God Has Brought Me Through It All
“But you don’t LOOK sick” is something that I hear all the time and a battle I fight with this invisible illness. It’s difficult when people can’t tell that you have an illness, but I’ve learned to cope and overcome. On the one hand, it’s a good thing to not look sick, but what happens is that people find it hard to believe you are sick. It depends on the circumstance, but sometimes that means that people build expectations of you based on how well they think you look, when in actually you may not feel well at all. Sometimes I don’t feel like going into the explanation about the disease and how it affects me, because many of these diseases affect everyone differently. I often run into people I know, one of the first things they will say, after asking me about how am I doing, is you don’t look sick. I believe they mean it as a compliment, but at times I don’t want to hear it and sometimes I want to scream, but you don’t know how I feel. You don’t know the pain I’m in, the sleep I’ve lost, the confusion over what to do, the medications (with severe side effects) that I have to take, the doctor visits and medical tests I have scheduled, the overwhelming lethargy, the fun times and events I have to cancel because I don’t feel up to it, and the ongoing battle fought with this invisible illness .
There are certain things that really helped me through some difficult times. I remember those times by certain events. I loved basketball and Magic Johnson was one of my favorite players. The day he announced that he was HIV+, I was in the hospital because I had a severe asthma attack and was under treatment. The strange thing for me was that I was diagnosed with asthma as an adult. It was so hard for me to believe. I thought asthma was a childhood disease or one that developed in childhood continued into adulthood.
In addition to asthma, I had allergies, Sampers Triad, severe sinusitis and lots of inflammation. My sinuses were always clogged and congested, along with my ears and my throat. After many doctor visits and tests, I had sinus surgery to remove the polyps and so the cycle of surgeries began and to date I have had four sinus surgeries. The surgeries would give me little to no relief at all and so the cycle began again. I had to endure tubes being put in my ears to no avail. They had to come out in less than a month because of the thick mucus and congestion. I was taking allergy shots for years and reached the highest level and things still persisted. The only treatment that worked consistently for me was when I was given steroids.
One day my doctor sent me to be tested for sarcoidosis. The biopsy of one of my lymph-nodes came back positive. It’s been a tough struggle since the diagnosis. Sometimes it’s hard to determine what’s happening. Is it the sarcoidosis, sinusitis, allergies, or all three? Doctors don’t seem to always know and physically things continue to manifest. The sarcoid spread to my salivary glands causing them to bulge and hurt, and I had to have them removed. I have a collapsed lung and walking upstairs has become difficult. Some days are harder than others ,but I’ve learned to cope taking life as it comes.
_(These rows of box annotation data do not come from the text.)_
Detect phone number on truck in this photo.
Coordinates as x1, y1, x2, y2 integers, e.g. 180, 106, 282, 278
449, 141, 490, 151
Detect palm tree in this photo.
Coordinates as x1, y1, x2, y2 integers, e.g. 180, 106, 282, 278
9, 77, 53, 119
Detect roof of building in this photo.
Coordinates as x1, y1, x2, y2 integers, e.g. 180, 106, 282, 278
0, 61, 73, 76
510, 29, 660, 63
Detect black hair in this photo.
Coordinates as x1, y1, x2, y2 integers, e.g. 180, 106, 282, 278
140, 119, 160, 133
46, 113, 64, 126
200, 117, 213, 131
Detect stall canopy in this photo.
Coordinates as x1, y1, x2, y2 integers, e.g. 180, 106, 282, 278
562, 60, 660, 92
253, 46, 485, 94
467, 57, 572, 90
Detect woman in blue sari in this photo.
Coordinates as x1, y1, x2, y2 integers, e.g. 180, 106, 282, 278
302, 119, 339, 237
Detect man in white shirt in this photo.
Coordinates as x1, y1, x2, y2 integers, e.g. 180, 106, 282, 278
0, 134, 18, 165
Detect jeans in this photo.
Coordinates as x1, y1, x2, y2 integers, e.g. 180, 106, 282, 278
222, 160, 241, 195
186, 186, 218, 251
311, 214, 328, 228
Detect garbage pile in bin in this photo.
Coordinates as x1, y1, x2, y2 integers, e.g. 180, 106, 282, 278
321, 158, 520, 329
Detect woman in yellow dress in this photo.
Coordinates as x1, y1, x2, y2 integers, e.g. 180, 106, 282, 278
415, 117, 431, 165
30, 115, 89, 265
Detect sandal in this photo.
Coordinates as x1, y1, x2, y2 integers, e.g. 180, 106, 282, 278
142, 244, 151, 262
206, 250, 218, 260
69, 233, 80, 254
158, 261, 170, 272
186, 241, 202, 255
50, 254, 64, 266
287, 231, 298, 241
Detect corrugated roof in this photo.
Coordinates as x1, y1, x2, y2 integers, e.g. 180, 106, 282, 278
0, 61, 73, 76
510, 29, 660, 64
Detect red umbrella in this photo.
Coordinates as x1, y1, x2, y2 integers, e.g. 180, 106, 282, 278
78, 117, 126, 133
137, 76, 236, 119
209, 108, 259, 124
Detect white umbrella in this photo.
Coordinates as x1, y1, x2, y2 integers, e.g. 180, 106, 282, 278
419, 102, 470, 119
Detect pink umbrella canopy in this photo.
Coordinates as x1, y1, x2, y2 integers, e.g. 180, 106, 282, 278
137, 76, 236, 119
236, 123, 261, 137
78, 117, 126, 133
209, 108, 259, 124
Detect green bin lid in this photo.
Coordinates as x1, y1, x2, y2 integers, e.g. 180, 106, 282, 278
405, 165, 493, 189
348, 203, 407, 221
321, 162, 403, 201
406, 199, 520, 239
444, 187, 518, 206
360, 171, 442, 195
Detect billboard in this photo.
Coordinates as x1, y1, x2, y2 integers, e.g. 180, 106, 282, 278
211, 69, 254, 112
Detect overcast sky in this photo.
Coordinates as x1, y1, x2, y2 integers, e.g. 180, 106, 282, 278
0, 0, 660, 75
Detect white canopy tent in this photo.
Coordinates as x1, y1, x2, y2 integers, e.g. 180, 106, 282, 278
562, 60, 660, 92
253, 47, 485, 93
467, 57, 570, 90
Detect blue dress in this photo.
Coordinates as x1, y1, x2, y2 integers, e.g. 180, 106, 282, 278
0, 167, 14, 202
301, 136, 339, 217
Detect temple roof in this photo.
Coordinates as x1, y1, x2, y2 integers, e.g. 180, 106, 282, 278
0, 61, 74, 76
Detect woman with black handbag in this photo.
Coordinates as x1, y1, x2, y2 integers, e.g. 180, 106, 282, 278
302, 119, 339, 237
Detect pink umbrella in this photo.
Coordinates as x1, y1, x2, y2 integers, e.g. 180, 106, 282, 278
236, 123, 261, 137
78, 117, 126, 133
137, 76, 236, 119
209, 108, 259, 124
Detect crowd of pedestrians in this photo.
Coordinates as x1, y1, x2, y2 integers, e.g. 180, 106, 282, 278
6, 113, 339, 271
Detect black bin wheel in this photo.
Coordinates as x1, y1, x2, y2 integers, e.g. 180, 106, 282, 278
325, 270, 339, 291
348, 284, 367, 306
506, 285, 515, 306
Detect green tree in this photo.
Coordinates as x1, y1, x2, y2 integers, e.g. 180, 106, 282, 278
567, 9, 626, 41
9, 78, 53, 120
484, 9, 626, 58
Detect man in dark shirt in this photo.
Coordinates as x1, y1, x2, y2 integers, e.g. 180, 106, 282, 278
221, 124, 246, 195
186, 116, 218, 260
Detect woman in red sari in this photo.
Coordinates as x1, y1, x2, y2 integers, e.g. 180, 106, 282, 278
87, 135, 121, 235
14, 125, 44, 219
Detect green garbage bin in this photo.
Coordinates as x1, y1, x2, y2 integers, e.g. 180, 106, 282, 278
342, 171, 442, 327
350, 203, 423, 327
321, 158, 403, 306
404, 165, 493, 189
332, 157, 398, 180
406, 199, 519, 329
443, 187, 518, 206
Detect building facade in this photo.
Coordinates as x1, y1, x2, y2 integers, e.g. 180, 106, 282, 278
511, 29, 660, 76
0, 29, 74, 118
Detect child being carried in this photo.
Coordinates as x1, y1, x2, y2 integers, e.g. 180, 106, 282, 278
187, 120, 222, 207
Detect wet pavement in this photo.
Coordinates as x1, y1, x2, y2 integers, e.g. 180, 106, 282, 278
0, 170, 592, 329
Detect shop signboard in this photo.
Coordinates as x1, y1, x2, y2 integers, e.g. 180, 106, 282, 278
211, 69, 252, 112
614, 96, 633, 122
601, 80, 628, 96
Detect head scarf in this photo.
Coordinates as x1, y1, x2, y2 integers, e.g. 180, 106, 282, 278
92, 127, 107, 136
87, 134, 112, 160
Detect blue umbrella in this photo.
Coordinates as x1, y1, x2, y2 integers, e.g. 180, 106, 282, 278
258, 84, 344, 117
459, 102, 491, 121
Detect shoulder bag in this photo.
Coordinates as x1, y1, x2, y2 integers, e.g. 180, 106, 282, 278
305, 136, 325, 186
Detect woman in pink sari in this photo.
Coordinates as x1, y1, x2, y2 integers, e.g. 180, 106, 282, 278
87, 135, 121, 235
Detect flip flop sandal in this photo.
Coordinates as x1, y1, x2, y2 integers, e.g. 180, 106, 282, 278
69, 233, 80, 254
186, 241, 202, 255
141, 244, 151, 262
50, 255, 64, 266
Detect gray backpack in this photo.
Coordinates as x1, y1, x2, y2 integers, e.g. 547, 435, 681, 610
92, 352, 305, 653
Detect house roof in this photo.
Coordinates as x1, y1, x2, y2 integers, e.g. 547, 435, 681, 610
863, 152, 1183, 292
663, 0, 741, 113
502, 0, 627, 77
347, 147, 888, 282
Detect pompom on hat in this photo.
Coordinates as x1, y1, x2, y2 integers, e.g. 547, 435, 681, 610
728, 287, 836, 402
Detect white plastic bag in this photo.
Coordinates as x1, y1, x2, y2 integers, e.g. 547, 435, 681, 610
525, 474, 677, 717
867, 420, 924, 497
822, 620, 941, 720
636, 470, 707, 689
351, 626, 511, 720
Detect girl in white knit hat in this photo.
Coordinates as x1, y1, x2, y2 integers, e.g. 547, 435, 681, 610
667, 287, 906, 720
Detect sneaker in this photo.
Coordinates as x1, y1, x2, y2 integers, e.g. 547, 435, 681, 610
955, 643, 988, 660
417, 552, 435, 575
I know a few other people who were also diagnosed with sarcoidosis, but the disease affects us all differently and affects different parts of our body. Sometimes it’s difficult to understand, as well as difficult to explain.
God brought me through many experiences. I went for a liver biopsy as directed by my physician and once on the table, they did a sonogram so the doctor could pinpoint the spots on the liver to target for the biopsy. He had me turn all kinds of ways and he called in other doctors because he could not find could not find any spots on my liver. He then said he would look at the spleen although he really didn’t want to biopsy the spleen because it is a different type of organism. (the previous test indicated spots on both the liver and spleen) He could not find anything on the spleen either. He then said he would confer with my doctors and to go home because there was nothing to biopsy. To this day, I give God the praise.
There are three things that keep me going and they have for all of the years and all of these experiences. The first one is prayer and my faith in God. I love God, love to pray and study the Bible. I am always reminded of God’s faithfulness and grateful that I’m still here. Of the three people that I know personally that was diagnosed with the disease ( sarcoidosis), only one is still alive, so I am grateful to still be here. I can’t explain why in one circumstance the doctors couldn’t find what they said was there and therefore no surgery was needed, but in other circumstances surgeries were needed. All I know is that I love and trust God and He is working it out for my good.
The second thing is writing. I love to write anything and everything, but especially poetry. As a young introverted, self conscious and shy girl, my 8th grade teacher told me that I have a creative writing ability. When I write I can release my thoughts, clear my head and say things I wouldn’t normally say. It’s my way of being creative, having a voice and creating my legacy. Writing empowers me!
The third thing is music. I grew up with a father who loved Jazz, an uncle who was a musician and a family who played music all the time. If I am in a bad or sad mood, music can turn that around. I love listening to all kinds of music, especially gospel and set aside time to do so. Music moves brings out all kinds of emotions and brings back memories. Music calms me and takes me away from it all.
So when I am not feeling well or get really sick, I will do what I need to do. First I will pray , listen to music and try to write. Those are the things that help me through these difficult times and help me to fight the battle with this invisible illness and all other obstacles in life. I pray they will help you too.